One of the most insulting statements, though, is offered by city spokesperson Lisa Boynton, who suggests that what info the city does have from water and soil samples is too technical for lay people to absorb.
This patronizing attitude is an affront to the residents who worked hard and long learning much about soil contaminants and were successful in having the lead-contaminated soil replaced at over 1,000 homes in South Riverdale in the late 1980s and early 90s. We have not forgotten our lessons.
William E. Brown
That fruity feeling
Kudos to the city of Markham for its superb partnership with Local Food Plus (NOW, June 12-18). Buying local is beneficial in a multitude of ways. It cuts greenhouse gas emissions by reducing the distance produce travels, supports regional farmers and protects southern Ontario’s precious agricultural land.
Last summer I was in Owen Sound for a camping trip. Purchasing supplies at a supermarket, I was offered apples from New Zealand but none from Ontario, despite the fact I was minutes from the province’s apple-growing region. This is madness.
By fuelling the market for Ontario-grown produce, Markham is making local fruits and vegetables more available to all of us. I urge other municipalities to follow this fine example of civic leadership.
Canadian Association of Physicians for the Environment
Style to wild
Once again you have published a letter that is very critical of NOW without finding it necessary to reply. Immanuel F.L. (NOW, June 12-18) complains that the My Style feature has profiled only four people of colour out of the past 23, thus exhibiting what he deems racial bias.
Personally, I find this a perfectly believable ethnic ratio resulting from a search for interesting fashion without concern for race.
Let me add that My Style is guilty of ignoring Hassidic Jews, who have worked so hard to preserve the fashions of 19th-century Poland, which might otherwise have faded into historical obscurity. Such devotion should be recognized.
CAW killing jobs
Regarding Jim sits as jobs go South (NOW, June 12-18). Welcome to the real world, CAW. Not even Jim Flaherty can help you now. Your union has progressively eaten away at GM’s profit margin for years, all in the nam e of the worker.
You have fought for and won fair wages, lucrative pension plans and job security.
Inevitably, your bubble has burst, and GM can no longer deliver the luxuries you have come to take for granted, which, by the way, do not exist in the private sector.
I suggest you find yourself a job in the private sector; perhaps then you’ll appreciate the lifestyle that GM and other Canadian auto manufacturers have provided for you and your family over the years.
Just one question. When auto manufacturing finally ceases to exist altogether in Canada, to whom then will the CAW appeal?
I hadn’t given much thought to the news that 300 cyclists decided to ride down a stretch of the Gardiner (NOW, June 5-11). But that was before I read first-hand accounts of “freeing the Gardiner” by David Thomson and Mike Smith. I almost burst out laughing. Are these guys serious? Do they honestly have no idea how pretentious, pious and self-important they sound?
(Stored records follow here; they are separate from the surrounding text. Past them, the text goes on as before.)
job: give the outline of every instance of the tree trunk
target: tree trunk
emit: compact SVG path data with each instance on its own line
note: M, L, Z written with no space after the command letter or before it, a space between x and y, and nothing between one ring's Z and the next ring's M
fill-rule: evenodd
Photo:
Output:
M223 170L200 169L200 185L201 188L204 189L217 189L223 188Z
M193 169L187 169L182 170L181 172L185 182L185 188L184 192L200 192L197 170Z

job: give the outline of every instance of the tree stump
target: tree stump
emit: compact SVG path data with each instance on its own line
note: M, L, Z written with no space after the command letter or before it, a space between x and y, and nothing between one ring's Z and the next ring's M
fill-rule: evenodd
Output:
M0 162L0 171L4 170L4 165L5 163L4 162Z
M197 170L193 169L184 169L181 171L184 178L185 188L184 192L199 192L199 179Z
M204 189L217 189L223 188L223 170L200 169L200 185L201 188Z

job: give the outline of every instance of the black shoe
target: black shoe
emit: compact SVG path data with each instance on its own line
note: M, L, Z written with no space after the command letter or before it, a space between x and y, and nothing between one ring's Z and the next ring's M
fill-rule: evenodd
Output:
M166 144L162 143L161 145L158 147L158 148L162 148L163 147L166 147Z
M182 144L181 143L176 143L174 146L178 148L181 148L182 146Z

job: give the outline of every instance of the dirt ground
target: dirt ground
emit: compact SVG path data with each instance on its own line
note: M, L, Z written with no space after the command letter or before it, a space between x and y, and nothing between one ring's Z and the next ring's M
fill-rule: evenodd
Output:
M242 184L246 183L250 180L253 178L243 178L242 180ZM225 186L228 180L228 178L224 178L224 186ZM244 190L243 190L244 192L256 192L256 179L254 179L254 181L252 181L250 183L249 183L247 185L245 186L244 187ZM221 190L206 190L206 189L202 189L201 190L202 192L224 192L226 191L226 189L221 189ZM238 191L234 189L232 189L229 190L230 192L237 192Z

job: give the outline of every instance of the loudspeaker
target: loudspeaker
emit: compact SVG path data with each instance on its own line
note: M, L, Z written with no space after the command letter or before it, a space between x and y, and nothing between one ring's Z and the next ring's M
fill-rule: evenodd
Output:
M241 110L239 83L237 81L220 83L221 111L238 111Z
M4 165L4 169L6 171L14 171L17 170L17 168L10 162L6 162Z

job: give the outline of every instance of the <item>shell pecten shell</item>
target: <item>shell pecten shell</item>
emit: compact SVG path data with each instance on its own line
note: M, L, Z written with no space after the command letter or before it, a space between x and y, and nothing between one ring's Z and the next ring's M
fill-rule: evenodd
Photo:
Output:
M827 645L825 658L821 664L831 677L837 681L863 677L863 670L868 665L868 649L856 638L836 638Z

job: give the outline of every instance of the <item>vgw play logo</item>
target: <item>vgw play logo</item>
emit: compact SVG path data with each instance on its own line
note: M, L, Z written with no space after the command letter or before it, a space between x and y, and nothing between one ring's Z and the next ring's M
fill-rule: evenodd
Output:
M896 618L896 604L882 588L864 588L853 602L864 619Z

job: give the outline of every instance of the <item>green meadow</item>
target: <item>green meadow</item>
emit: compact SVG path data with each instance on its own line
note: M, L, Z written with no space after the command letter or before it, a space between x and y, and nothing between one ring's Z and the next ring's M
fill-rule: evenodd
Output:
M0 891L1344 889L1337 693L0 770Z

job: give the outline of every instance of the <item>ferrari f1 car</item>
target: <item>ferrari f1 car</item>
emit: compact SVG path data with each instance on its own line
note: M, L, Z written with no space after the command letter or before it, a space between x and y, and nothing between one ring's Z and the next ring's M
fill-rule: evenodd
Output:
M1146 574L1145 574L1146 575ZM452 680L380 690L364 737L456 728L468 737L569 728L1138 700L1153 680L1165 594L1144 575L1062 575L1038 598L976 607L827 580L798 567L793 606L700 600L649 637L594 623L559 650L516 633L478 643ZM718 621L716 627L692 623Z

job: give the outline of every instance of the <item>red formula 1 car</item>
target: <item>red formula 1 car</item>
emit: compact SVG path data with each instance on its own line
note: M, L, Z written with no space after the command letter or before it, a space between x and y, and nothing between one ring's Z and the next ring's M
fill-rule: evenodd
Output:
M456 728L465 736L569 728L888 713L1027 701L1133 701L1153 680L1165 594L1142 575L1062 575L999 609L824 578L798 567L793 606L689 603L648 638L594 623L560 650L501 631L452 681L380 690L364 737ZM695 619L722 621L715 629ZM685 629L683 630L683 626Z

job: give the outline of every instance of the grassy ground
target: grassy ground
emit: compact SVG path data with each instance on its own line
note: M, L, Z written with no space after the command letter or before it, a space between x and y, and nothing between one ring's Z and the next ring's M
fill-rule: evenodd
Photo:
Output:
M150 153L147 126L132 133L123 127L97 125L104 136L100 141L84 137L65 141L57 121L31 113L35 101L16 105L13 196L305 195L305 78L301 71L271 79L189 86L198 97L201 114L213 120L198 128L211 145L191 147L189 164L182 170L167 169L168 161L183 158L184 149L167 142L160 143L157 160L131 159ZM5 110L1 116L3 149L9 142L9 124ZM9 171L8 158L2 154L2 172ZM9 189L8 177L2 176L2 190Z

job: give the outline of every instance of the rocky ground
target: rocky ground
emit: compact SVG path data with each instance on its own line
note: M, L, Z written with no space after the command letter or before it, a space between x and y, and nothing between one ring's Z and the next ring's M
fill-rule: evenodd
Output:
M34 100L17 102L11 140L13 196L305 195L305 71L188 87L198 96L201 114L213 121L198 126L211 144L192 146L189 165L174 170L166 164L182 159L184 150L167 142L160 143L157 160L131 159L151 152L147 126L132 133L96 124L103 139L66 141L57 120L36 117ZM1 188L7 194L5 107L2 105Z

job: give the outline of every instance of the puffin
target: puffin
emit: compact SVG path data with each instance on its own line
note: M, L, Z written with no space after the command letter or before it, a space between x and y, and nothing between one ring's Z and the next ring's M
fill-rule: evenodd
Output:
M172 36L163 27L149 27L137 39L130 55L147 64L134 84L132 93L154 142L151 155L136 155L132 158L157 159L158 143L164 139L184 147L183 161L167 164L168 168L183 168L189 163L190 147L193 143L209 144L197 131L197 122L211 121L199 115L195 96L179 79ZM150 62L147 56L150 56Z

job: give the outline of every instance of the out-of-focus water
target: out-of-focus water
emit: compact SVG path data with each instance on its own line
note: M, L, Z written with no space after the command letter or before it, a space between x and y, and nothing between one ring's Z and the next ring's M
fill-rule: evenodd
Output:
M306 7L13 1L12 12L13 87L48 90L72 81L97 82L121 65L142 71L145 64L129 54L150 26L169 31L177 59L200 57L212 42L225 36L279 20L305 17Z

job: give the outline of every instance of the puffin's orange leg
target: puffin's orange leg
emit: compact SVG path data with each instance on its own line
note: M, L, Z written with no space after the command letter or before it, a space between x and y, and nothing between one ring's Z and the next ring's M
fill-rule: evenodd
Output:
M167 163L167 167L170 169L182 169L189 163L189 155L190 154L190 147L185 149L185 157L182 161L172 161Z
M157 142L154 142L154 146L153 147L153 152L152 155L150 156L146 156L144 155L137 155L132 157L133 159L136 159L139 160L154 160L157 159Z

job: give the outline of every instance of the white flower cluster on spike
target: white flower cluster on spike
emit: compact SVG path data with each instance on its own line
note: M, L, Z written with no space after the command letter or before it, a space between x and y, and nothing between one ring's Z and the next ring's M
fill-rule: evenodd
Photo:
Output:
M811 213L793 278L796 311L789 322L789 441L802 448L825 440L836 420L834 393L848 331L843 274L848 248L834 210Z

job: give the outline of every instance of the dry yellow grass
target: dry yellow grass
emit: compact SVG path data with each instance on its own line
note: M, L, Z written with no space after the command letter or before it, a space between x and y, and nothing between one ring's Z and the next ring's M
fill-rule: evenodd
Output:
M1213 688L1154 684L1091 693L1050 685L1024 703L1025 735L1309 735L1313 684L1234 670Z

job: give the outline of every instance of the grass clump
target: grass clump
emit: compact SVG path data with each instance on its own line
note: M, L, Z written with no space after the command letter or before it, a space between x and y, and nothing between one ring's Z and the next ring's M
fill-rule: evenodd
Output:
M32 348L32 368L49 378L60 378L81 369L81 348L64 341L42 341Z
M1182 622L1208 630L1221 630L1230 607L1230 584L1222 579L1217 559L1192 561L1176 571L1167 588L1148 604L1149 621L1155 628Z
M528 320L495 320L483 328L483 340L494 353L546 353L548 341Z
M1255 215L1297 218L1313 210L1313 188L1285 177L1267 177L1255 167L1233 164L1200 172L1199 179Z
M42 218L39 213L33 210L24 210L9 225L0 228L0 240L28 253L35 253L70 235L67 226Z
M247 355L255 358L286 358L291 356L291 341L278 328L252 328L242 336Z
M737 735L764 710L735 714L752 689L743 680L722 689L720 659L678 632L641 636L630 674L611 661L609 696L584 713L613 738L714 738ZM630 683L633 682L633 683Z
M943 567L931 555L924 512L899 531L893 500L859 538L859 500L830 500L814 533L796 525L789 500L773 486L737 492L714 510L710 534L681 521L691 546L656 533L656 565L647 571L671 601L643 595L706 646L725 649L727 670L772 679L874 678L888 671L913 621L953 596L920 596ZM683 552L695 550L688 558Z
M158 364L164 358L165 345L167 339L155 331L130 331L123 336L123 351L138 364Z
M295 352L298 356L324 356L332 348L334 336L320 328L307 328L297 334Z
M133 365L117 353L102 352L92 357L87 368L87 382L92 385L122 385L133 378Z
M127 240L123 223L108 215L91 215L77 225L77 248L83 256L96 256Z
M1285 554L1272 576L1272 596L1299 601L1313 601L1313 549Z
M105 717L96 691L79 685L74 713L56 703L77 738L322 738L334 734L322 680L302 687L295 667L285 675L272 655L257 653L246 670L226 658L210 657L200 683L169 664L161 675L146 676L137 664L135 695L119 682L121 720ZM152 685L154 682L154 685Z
Given that neither of them can seem to think of a reason for doing what they did, and that Smith openly concedes that cycling the Gardiner was essentially pointless, they are strangely unembarrassed.
Well, I wasn’t there, so maybe I don’t understand. It certainly sounds like it was a lot of fun. But they really should have waited for the buzz to wear off before taking the word to the masses.
Bizarre Blair defence
Letter-writer G. Lee seems to have misunderstood the focus of the Toronto Coalition to Stop the War’s demonstration at Tony Blair’s fundraising speech for Women’s College Hospital Foundation (NOW, June 12- 18). That such a warmonger, whose shameless lies helped the U.S. war machine cause the deaths of so many innocent people, many of them women and children, would raise funds for a hospital is bizarre, to say the least.
Blair is busily lining his pockets on the talk-and-fundraising circuit, earning up to $2 million American a year. He’s not the philanthropist he’s trying to appear to be.